Hacker News new | ask | show | jobs
by Schweigi 2038 days ago
Indeed, we had the first AWS Kinesis issues already at 13:50 (UTC). Now it's still ongoing after two hours. The status page didn't even update in the first 45 min or so...
1 comments

That's typical. The AWS status page is a marketing gimmick whose job is to stay green, not a good faith attempt to assess and report status. If there's an outage, seeing it accurately reflected on the status page is the exception, not the rule.
Isn't that fraud ?

edit: not sure why my question deserved a downvote...

If you're small, yes, if you're AWS, it's business as usual?
Updating the status dashboard is pretty low priority for operators trying to resolve this issue. It requires escalation up the management chain and careful wording.
>for operators trying to resolve this issue

It's a shame Amazon doesn't have thousands of employees to divide these tasks between different people, as it is only these busy operators who could update this status page.

If you're right, why have the status page then?

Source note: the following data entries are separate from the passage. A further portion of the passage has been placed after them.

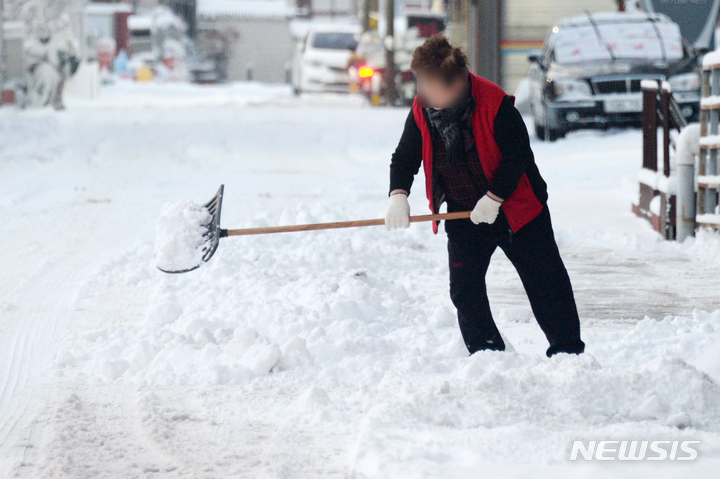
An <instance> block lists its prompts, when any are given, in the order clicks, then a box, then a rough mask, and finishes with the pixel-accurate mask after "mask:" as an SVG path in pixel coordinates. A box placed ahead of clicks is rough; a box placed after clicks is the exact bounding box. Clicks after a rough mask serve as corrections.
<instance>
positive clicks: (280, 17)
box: [197, 0, 294, 19]
mask: <svg viewBox="0 0 720 479" xmlns="http://www.w3.org/2000/svg"><path fill="white" fill-rule="evenodd" d="M293 13H294V12H293V10H292V9H291V8H290V7H289V6H288V4H287V3H286V2H285V0H198V4H197V14H198V16H199V17H205V18H265V19H267V18H275V19H282V18H289V17H291V16H293Z"/></svg>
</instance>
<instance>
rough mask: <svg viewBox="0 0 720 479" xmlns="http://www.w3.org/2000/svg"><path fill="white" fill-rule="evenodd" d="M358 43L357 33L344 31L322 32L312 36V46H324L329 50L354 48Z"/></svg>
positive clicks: (319, 47) (313, 47) (354, 47)
mask: <svg viewBox="0 0 720 479" xmlns="http://www.w3.org/2000/svg"><path fill="white" fill-rule="evenodd" d="M357 44H358V35H356V34H354V33H344V32H322V33H316V34H315V35H314V36H313V40H312V47H313V48H326V49H330V50H355V48H357Z"/></svg>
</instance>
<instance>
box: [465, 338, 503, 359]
mask: <svg viewBox="0 0 720 479" xmlns="http://www.w3.org/2000/svg"><path fill="white" fill-rule="evenodd" d="M465 346H467V348H468V351H470V356H472V355H473V354H475V353H477V352H478V351H505V342H504V341H503V340H502V338H496V339H488V340H487V341H485V342H484V343H481V344H480V345H474V346H473V345H470V344H466V345H465Z"/></svg>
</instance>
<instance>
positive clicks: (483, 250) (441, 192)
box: [385, 35, 585, 356]
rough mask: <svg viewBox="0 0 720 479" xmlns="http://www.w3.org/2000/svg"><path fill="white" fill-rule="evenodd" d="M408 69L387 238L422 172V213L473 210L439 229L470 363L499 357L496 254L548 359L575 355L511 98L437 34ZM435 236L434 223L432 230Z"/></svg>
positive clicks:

It is useless by your definition yes?

Not to mention it doesn't take a technical person to update the status page.

Its even more frustrating when you are aware of problems early on and start talking to support and THEY don't even know about problems yet.

Maybe the thousands of people is what prevents status from being updated, everyone tries to hide their own faults internally even

Heck, doesn't Amazon have an AI/ML product? Make the status page reflect sentiment analysis of support conversations.
Literally 99.9% of the employees have no more knowledge than you about the inner workings of a given AWS service. This isn't to forgive their lack of updating the status page, but large engineering orgs are never the knowledge monoliths you might imagine they are.
This isn't a question of knowing a service is down. We're assuming the team that is fixing the service, knows it is down. It was a question of not having the resources to direct literally any other person in the org to log into an admin panel and flip a toggle from green to red.
I was merely addressing the "thousands of employees" non sequitur. Org structure means that the raw number of employees is a meaningless metric. The only people who are going to potentially flip that switch are going to have some sort of direct responsibility for the product. That number is going to be very similar whether it's a large company like Amazon or a smaller one like, say, Heroku or Dreamhost.
Just because it has a lag from “issues reported” to “confirmed outage” doesn’t mean it’s useless. Non-green means there are issues and Amazon is aware of them.
My comment was in the context of the assertion that a team that knows the service is down and is fixing it is too busy to update the status, therefore no one else can update this status. Certainly it is understandable that if the issue is unknown that status cannot be updated.
> Updating the status dashboard is pretty low priority for operators trying to resolve this issue

Which is why, during incident responses, there has to be people in charge of communication. Both internal and external communication, and some of this can be further delegated.

That's a poor excuse.

> It requires escalation up the management chain and careful wording

Careful wording is more important for external stakeholders who might not have the full context. If one is stepping in eggshells with internal management too, that's bad management. Incident communication should be factual and concise.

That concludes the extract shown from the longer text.